About three thousand were added to their number that day. They devoted themselves to the apostles’ teaching and to fellowship . . . .
After I had knocked on 950 doors, introducing myself and Jesus to neighbors in the hope of starting a church, 15 people came to a meeting at our home. Dick was there, a retired navy man, his throat and voice damaged from cancer. Some others were Don, a curiously intelligent real estate man; sweet-spirited, artistic Angie; gentle, hard-working Tim; Dean and Erica, a young couple with three kids; and Andy, a fun-loving chef and guitar player. These people were looking at each other with all the polite enthusiasm of strangers in a dentist’s waiting room. My friend Ron was there too—and if this was like a group in a waiting room, he looked like he was scheduled for a root canal.

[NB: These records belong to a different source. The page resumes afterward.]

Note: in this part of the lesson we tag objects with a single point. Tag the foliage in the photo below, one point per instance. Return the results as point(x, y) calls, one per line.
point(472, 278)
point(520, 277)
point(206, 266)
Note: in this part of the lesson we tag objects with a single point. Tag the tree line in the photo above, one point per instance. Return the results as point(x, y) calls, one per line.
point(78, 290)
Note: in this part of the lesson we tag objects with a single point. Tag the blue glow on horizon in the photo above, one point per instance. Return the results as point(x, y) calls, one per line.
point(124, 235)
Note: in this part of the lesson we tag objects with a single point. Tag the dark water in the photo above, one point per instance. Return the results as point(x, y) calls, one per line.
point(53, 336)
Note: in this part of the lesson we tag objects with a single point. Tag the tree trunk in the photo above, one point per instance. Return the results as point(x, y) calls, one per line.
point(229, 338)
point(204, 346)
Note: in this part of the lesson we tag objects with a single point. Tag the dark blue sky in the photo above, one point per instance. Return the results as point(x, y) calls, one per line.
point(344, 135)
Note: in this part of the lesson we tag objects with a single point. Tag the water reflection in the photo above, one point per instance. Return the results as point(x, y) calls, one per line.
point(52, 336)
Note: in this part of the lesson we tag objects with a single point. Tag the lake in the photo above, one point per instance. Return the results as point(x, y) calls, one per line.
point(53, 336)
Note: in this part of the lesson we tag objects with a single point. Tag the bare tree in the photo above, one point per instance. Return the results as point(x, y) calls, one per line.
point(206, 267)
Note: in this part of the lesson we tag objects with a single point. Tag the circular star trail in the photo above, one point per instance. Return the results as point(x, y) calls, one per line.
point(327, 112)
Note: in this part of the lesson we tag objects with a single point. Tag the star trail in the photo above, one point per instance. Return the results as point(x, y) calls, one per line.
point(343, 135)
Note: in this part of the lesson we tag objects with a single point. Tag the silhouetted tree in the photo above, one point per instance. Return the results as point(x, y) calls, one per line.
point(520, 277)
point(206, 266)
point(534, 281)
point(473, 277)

All of these people became Ron’s new friends. They also messed up his well-ordered world. In this way Ron met with a joyfully unhinging side of sanctification: church. Christians need a church community in order to grow spiritually.
Pentecost was messy too. In one day 3,000 people came to faith in Christ, and then they got involved in each others’ lives. Before long, people had expectations and made mistakes. Some wanted special attention, and critics made trouble (see Acts 5-6). Nonetheless, God was there, guiding the whole sanctified mess to enjoy new life in him.
Lord, thank you for gathering us, and help us to find you here too; grant me joy with the other forgiven sinners who worship with me. Amen.